TODO item: Implement Boyer-Moore searching (First time hacker)

From: "David Rowley" <dgrowley(at)gmail(dot)com>
To: <pgsql-hackers(at)postgresql(dot)org>
Subject: TODO item: Implement Boyer-Moore searching (First time hacker)
Date: 2008-08-31 00:18:26
Message-ID: 4563A3CA8A9D4B7FB9BADF1A7F92F4B3@amd64
Views: Raw Message | Whole Thread | Download mbox | Resend email
Thread:
Lists: pgsql-hackers

My apologies if this is a duplicate. I think the attachment size was too
big.

Reference: Bruce Momjian writes: ->
http://archives.postgresql.org/pgsql-committers/2007-09/msg00402.php

Other references: Boyer Moore?? ->
http://www.cs.utexas.edu/users/moore/best-ideas/string-searching/fstrpos-exa
mple.html

As a first time hacker of postgresql I've decided to attempt something that
does not go too deep in to the heart of the software.

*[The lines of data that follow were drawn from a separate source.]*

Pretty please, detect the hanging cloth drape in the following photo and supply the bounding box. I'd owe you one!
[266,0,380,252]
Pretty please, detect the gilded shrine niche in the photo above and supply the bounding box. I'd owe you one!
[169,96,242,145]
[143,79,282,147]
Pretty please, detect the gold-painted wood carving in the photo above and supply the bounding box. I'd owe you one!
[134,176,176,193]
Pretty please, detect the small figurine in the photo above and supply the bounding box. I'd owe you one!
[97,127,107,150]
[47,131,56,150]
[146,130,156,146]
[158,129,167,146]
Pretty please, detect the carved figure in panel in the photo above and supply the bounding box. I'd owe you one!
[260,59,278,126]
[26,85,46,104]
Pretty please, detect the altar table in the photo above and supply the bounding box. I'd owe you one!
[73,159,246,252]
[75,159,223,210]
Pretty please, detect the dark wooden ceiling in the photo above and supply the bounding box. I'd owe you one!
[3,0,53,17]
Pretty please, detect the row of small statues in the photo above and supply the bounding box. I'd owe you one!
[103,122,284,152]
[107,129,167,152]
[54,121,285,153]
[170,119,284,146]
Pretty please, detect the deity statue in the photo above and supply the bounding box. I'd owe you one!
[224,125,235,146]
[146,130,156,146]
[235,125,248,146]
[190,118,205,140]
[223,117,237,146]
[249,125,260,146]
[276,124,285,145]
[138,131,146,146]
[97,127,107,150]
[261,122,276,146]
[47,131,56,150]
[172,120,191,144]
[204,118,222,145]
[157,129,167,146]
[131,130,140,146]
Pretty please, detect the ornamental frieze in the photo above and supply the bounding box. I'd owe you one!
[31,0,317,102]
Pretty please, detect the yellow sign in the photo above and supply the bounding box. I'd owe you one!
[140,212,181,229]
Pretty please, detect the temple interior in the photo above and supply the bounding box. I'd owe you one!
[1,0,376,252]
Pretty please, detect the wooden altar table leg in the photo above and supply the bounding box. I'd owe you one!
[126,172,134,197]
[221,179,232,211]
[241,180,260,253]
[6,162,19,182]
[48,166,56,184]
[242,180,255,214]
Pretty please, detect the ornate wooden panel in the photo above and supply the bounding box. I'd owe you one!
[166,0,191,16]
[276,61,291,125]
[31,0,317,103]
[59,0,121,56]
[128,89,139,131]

Before I make an attempt at writing a patch, I've decided to start
benchmarking outside of Postgres. On reading the link underneath the Boyer
Moore item in the in the new TODO list wiki, I learned that someone else had
a shot at speeding up strpos around this time last year using KMP algotithm.
On looking a little deeper into Boyer Moore's algorithm it's quite obvious
that there is some overhead involved with preprocessing the search key
(needle). My target has been to not have any trade offs with this possibly
to be patch. I didn't want smaller searches to suffer.

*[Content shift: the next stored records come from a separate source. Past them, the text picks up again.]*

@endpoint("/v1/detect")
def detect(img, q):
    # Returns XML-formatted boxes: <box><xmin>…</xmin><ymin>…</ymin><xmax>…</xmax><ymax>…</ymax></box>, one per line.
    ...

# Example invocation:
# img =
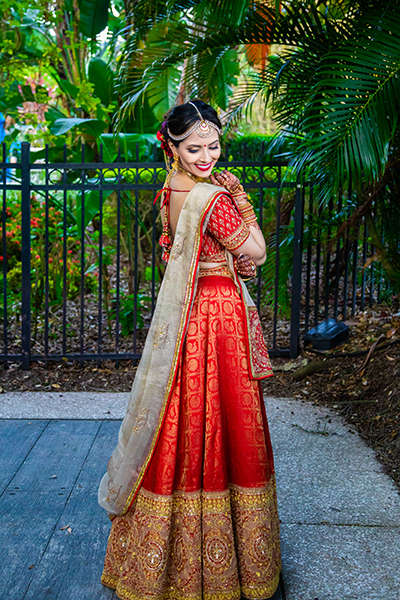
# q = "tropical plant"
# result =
<box><xmin>118</xmin><ymin>0</ymin><xmax>400</xmax><ymax>294</ymax></box>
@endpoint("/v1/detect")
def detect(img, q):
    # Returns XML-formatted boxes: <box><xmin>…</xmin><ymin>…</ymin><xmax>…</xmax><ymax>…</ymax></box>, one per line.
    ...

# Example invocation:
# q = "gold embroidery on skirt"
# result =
<box><xmin>102</xmin><ymin>480</ymin><xmax>281</xmax><ymax>600</ymax></box>
<box><xmin>198</xmin><ymin>265</ymin><xmax>233</xmax><ymax>280</ymax></box>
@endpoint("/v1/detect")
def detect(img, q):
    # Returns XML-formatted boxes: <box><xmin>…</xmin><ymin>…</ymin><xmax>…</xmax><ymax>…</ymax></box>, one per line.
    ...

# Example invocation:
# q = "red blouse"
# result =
<box><xmin>157</xmin><ymin>189</ymin><xmax>250</xmax><ymax>262</ymax></box>
<box><xmin>199</xmin><ymin>194</ymin><xmax>250</xmax><ymax>262</ymax></box>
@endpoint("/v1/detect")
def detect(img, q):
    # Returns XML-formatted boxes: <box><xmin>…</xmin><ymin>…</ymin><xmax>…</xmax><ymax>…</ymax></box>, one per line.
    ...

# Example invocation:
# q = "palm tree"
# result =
<box><xmin>117</xmin><ymin>0</ymin><xmax>400</xmax><ymax>292</ymax></box>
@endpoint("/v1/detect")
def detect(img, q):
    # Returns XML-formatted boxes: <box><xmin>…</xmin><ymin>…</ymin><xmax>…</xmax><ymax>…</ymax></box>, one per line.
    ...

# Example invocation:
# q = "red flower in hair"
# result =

I'd like to receive some feedback on the various functions in the attached
before I go ahead and work on this any more. I've written 8 different
versions of the function. Version 8 seems to be the fastest out of them,
however I've not tested with multi byte chars.

Please note that these are just some initial ideas. For example startpos is
not yet implemented, but there is very little overhead to that anyway.

For comparision sake I mocked up the current postgresql 8.3's strpos() from
varlena.c. I've no idea how accuratly this will be to the real version.
Probably find out once I write the patch. I replaced strncmp with my own
version as I was having problems with my compilers optimizer, it optimized
too much and I was unable to benchmark. I felt running without and
optimization was unfair as strncmp is. Perhaps if someone else wants to
benchmark with -O2 on gcc they should first replace pg_strncmp with strncmp.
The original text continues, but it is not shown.